As I write this, Digg has gone more than a little crazy. It started when users dugg a story on the AACS processing key that allows decryption of all HD-DVD movies published before April 23rd. Digg, apparently along with a number of other Web sites, received a request from the AACS copyright holders to take down their references to that story. They complied.
But on today's socially filtered Web, that didn't go over so well. Digg users responded by creating and digging an avalanche of stories including the processing key, including everything from silly images to Onion-style news reports that just happen to mention this valuable little bit of hex. (Right now, I think you have to go six pages deep to find a story that's NOT about the processing key.)
Well, after hours of digg-bombing, Digg has capitulated: As Kevin Rose mentions on the company blog, Digg will allow stories on the processing key to run. And hopefully sometime in the next week or so we'll be able to read a top story on Digg that isn't about this.

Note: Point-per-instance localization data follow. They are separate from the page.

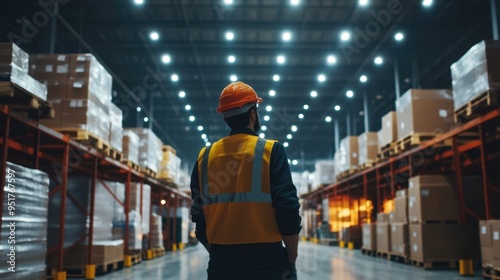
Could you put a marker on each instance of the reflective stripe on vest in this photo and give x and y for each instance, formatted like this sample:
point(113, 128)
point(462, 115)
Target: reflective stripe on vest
point(255, 195)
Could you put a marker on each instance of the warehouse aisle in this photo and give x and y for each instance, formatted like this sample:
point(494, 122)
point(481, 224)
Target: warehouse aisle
point(316, 262)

Here's what really gets me about this Digg firestorm: This processing key is old news. Very old news. More-than two-months-old news. The AACS licensing authority has already responded to this break, and hackers have already released much more comprehensive attacks on AACS. So what changed? Did the AACS folks wake up on the wrong side of the bed? Did they forget how well it worked when they tried to sue DeCSS out of existence?
Who knows... No matter what happens, we're sure to see lots more analysis of information control, copy protection, and socially filtered news in the next few weeks. It should be interesting. And with that, I shall continue listening to Feist's awesome new album, The Reminder.